O homem responsável pela “fotografia mais vista de todos os tempos” contou como conseguiu a famosa ‘chapa’ e que deveu, pelo menos em parte, à sorte.
Numa entrevista à revista ‘People’, o fotógrafo Charles O’Rear explicou que carrega sempre uma câmara consigo porque “nunca se sabe”. Nesse dia, no início de 1996, O’Rear estava a conduzir de St. Helen, na Califórnia, para o condado de Marin para visitar a sua agora mulher, Daphne Larkin, quando parou para tirar uma fotografia.
“Eu costumava parar muitas vezes para tirar fotos. Acho que a paisagem de lá era tão linda”, apontou. A fotografia que tirou, naquele dia de janeiro, ficou conhecida como ‘Bliss’ e ganhou fama como a imagem de fundo da Microsoft no ecrã de um computador.
Apresentando colinas verdejantes e exuberantes e um céu azul brilhante pontilhado por nuvens brancas perfeitas e fofas, a fotografia vibrante parece ter passado pelo Photoshop.
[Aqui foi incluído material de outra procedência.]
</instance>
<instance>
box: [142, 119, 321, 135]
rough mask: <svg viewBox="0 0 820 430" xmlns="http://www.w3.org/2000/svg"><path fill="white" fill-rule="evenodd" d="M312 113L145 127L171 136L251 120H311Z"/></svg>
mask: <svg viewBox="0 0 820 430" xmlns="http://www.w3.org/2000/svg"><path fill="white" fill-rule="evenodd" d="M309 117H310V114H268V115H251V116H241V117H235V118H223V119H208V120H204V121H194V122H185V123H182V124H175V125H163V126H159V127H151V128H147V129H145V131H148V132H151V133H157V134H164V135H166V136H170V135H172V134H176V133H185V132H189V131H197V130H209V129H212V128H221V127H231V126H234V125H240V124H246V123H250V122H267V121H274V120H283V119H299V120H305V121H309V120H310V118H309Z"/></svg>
No entanto, não foi esse o caso. “Quando está em filme, o que você vê é o que você obtém”, explicou O’Rear – o fotógrafo que tirou a imagem usando uma câmara Mamiya RZ67 com Fuji Film colorido e um tripé.
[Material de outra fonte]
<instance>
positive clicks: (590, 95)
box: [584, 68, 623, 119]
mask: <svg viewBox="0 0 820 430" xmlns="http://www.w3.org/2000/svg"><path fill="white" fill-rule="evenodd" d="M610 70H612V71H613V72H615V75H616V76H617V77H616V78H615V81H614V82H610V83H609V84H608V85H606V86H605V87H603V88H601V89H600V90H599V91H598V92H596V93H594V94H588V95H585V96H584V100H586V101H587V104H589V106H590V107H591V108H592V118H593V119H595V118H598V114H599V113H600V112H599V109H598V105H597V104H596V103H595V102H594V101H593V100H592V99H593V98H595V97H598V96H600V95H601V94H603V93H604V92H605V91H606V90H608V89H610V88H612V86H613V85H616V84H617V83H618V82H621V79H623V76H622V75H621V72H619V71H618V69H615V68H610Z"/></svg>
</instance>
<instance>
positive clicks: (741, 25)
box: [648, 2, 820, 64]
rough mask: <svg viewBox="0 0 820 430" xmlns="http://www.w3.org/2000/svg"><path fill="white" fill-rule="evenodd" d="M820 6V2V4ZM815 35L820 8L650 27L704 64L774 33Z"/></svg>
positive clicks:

“Não havia nada de incomum. Usei um filme que tinha cores mais brilhantes, o Fuji Film da época, e as lentes do RZ67 eram simplesmente notáveis”, referiu. “O tamanho da câmara e do filme juntos fizeram a diferença e acho que ajudou a fotografia a destacar-se ainda mais. Acho que se eu tivesse filmado com 35 milímetros, não teria o mesmo efeito”, referiu.
Dois anos depois, a imagem de O’Rears acabou nas mãos de Bill Gates, da Microsoft, depois que o grupo Corbis de Gates ter comprado a agência de fotografia Westlight – a Microsoft comprou a fotografia por 100 mil dólares e o resto é história.
E, embora o fotógrafo tenha passado mais de duas décadas a trabalhar para a ‘National Geographic’, ‘Bliss’ continua a ser a sua imagem mais famosa. “Quando morrer, na lápide, não vamos dizer ‘National Geographic’, vamos dizer ‘Fotógrafo da ‘Bliss”””, revelou.
“A imagem está em toda a parte, como todos sabemos. A imagem, não importa onde estivemos no mundo – Índia, Tailândia, Grécia – essa imagem está sempre lá, seja em algum computador antigo num hotel de luxo ou vimos aquela foto em outdoors, aviões, em aeroportos”, apontou O’Rear, salientando: “Tenho uma teoria de que qualquer pessoa a partir dos 15 anos se lembrará desta fotografia pelo resto da vida.”